After a longer than anticipated gestation, my Transfer Report has left my hands and is working its way through the administrative system to be externally examined. Fingers crossed, this is one of my last posts as an MPhil student and I will soon (post viva) be a PhD student proper.
The Transfer Report included a condensed form of the literature review and also a detailed report on Pilot Study. This Pilot Study was designed to lay sound foundations for the PhD research and involved implementing a system using geosemantic technologies, primarily to investigate ways in which semantic and geospatial data can work together but also to help me get to grips with the subject area and technologies available.

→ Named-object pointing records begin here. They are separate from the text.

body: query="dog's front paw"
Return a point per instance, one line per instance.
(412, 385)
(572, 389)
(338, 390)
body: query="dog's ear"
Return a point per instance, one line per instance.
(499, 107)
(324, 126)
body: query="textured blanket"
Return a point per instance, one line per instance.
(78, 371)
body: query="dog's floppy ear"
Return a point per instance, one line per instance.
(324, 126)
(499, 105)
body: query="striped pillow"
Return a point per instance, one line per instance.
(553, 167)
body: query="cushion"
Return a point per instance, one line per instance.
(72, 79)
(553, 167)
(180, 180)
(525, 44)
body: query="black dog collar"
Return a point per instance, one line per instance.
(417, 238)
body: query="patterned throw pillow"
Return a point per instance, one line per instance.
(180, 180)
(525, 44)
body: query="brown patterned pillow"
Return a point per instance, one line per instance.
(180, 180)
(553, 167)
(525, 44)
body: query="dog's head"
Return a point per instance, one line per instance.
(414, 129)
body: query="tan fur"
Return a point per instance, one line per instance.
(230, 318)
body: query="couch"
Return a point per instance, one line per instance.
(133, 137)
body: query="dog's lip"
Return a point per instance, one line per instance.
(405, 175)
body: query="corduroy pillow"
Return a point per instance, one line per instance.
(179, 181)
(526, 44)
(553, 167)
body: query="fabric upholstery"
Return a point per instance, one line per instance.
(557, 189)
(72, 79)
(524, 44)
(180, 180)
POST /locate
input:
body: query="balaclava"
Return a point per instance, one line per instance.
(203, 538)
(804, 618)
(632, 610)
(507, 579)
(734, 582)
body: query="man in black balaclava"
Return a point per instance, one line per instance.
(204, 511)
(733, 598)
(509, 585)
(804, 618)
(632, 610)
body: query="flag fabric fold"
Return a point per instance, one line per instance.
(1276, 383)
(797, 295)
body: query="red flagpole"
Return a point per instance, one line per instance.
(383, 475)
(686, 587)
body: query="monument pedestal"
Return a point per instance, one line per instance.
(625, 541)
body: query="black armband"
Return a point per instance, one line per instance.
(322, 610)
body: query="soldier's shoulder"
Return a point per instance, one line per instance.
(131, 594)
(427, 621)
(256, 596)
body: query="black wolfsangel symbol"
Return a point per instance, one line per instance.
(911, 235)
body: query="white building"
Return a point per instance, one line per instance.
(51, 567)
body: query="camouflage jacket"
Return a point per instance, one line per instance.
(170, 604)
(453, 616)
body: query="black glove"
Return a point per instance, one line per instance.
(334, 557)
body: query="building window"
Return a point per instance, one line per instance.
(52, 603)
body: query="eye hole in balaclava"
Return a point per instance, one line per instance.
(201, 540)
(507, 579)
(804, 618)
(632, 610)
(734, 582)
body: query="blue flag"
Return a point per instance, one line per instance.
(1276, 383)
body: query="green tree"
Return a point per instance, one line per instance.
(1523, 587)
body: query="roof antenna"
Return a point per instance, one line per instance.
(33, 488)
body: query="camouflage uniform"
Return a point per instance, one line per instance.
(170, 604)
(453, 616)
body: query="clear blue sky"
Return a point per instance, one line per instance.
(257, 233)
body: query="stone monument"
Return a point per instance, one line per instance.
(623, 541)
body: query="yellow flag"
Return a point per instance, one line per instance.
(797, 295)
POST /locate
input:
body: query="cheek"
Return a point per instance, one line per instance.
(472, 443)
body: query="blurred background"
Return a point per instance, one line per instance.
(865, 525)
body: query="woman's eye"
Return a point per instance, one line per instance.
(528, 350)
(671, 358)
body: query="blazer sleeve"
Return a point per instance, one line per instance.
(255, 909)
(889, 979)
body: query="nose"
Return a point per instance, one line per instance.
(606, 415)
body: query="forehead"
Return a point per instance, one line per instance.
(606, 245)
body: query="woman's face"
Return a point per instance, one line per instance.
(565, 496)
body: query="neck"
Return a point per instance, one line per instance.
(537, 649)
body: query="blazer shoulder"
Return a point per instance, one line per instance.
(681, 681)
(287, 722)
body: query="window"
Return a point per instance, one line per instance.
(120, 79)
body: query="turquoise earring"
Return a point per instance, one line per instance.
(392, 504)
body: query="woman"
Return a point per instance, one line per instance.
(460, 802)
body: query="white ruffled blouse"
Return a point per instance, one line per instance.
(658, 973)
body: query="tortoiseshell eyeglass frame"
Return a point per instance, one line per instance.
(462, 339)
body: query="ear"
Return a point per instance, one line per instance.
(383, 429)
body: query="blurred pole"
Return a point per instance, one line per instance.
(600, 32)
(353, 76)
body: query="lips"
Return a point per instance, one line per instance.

The full report will be made available in due course, once it has been examined (viva scheduled for end of November) and any corrections completed, but for now here is an update on some of the key findings of the Pilot Study and conclusions drawn.
Conclusion one: Oracle is really complicated
I started off with the idea that using Oracle for the research would be a really good idea. It is available for use under license for research purposes (OTN Developer License) and is the don of the database world. Furthermore, it does everything I required, all in one platform; no need to string bits of open source software together I thought with their undocumented ‘features’ and sparse documentation. After all, Oracle is a commercial system, an enterprise level system which supports all the relevant standards for geospatial, semantic and geosemantic data. It is capable of functioning as a triple store, a geospatial database and integrates with the Jena framework by means of a dedicated connector. The latest version (12c) has also been significantly redesigned and improved with respect to the Spatial and Graph components.
This is true, but being an enterprise level application, it also comes with considerable baggage. Notably, it is really, really complicated and much of this complexity is totally unnecessary for the likes of me undertaking a research project.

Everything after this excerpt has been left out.